Fue al segundo piso subiendo los peldaños de dos en dos y golpeó cada puerta que iba pasando a medida que avanzaba por el corredor. Llegó a su propio dormitorio y abrió la puerta con fuerza.
—Faye —dijo.
Su esposa levantó la cabeza de la almohada y lo miró a la luz de la lámpara, que ardía con una llama baja. Las sombras bailaron sobre su rostro, oscurecido por un halo de cabello negro y ondulado.
—¿Qué hora es? —preguntó ella.
—Pasadas las cinco —dijo Adamat. Elevó la llama de la lámpara y retiró las mantas—. Levántate. Te vas a la casa de Offendale.
Faye agarró las mantas y se las llevó al pecho.
—¿Qué te sucede? ¿Qué casa de Offendale?
—La que compramos apenas entré en la fuerza. Por si los niños y tú llegabais a estar en peligro.
Faye se incorporó.
—Pensaba que habíamos vendido esa casa. Yo… Adamat. ¿Qué ha pasado? —Un dejo de preocupación resonó en su voz—. ¿Es por lo de la familia Lourent? ¿O un caso nuevo?
La familia Lourent lo había contratado para que investigara el escabroso pasado del pretendiente de su hija menor. Todo el asunto terminó mal cuando Adamat se vio forzado a exponer al joven como un farsante.
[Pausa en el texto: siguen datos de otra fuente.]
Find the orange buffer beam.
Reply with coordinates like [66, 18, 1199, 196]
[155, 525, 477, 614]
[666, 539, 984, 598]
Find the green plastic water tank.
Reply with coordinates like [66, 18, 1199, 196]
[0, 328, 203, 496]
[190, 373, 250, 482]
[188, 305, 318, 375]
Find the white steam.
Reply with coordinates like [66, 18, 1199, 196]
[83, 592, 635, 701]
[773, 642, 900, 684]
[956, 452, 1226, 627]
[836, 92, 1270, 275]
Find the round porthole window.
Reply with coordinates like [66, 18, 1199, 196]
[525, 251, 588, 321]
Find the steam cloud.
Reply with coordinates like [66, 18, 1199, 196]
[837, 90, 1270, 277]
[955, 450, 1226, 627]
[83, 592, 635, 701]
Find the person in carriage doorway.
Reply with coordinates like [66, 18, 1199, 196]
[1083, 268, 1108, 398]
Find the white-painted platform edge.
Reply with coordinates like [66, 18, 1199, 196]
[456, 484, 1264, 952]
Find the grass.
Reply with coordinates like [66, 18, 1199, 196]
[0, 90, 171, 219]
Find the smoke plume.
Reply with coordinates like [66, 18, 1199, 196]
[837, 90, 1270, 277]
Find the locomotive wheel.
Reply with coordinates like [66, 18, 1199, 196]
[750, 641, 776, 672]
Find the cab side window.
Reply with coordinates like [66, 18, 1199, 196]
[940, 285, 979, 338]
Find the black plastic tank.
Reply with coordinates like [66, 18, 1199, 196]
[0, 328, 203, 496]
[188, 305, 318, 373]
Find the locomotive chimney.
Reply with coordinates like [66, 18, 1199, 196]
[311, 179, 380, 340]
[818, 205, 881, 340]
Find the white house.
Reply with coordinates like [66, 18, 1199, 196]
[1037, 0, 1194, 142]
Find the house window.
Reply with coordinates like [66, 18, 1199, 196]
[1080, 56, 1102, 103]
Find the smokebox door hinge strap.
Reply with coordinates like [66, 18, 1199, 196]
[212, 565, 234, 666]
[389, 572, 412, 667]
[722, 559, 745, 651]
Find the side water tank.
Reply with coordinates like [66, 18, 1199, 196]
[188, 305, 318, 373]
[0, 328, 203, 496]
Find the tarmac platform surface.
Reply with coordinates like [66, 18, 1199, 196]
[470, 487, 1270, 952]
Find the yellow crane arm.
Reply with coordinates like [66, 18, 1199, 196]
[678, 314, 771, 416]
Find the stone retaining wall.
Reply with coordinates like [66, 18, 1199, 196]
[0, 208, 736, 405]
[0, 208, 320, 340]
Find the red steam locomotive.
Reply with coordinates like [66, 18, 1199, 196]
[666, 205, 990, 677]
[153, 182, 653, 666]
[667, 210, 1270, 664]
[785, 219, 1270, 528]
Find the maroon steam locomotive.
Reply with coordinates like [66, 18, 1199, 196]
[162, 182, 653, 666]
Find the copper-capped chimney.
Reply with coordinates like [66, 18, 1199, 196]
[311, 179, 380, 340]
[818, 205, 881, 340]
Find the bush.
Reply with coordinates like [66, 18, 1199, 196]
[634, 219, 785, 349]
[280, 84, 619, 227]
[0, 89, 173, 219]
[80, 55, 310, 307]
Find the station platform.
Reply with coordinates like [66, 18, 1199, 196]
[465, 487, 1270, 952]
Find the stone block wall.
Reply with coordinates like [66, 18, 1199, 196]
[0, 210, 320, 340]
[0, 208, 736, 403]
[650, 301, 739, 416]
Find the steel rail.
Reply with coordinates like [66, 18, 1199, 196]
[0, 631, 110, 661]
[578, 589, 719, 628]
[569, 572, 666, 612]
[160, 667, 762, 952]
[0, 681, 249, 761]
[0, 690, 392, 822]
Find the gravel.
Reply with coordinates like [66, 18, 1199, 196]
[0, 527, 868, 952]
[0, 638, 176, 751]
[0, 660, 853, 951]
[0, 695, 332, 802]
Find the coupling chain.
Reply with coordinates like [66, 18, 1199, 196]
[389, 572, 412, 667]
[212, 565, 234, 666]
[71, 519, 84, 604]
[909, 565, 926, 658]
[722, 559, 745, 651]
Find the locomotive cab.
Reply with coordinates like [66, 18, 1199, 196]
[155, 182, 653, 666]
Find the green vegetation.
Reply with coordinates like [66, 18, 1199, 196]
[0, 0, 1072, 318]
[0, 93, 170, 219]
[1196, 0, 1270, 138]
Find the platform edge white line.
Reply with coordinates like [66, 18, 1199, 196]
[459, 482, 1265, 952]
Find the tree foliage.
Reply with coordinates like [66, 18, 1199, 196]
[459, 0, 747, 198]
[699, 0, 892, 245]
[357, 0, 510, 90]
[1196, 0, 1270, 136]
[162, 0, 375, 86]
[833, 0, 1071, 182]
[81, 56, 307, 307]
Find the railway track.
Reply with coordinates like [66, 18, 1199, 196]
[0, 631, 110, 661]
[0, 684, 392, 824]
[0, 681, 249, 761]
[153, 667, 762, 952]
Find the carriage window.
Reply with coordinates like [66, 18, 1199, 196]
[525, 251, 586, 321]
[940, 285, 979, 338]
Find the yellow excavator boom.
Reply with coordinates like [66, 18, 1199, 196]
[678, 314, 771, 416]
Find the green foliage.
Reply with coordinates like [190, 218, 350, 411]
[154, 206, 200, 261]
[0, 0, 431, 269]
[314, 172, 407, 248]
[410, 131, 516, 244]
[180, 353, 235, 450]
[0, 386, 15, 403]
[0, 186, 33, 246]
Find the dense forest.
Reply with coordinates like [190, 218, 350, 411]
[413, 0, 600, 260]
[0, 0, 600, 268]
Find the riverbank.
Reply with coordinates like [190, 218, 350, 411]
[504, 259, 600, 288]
—No, no es el caso Lourent. Es algo mucho más grande. —Adamat se volvió al oír unas pisadas suaves en el corredor—. Astrit —dijo en voz baja. Su hija pequeña llevaba un perro de peluche deshilachado bajo el brazo. Tenía puesto el camisón y un par de viejas pantuflas de Faye que le quedaban demasiado grandes. En la penumbra parecía una versión diminuta de su madre. Inclinó la cabeza con curiosidad—. Ve por tu abrigo de viaje, querida. Te vas de paseo —le dijo Adamat.
—¿Tengo que ponerme un vestido? —preguntó ella.
Adamat forzó una sonrisa.
—No, amor, solo el abrigo de viaje encima del camisón. Te irás muy pronto. No olvides los zapatos.
Ella le sonrió y se fue trotando por el vestíbulo, con el viejo perro de peluche colgando de una mano. Sus hermanos mayores la miraron con extrañeza a medida que fueron saliendo de las habitaciones.
—Josep —le dijo Adamat a su hijo mayor—. Encárgate de que tus hermanos y hermanas estén listos para partir. Rápido. Que hagan una maleta para algunas semanas.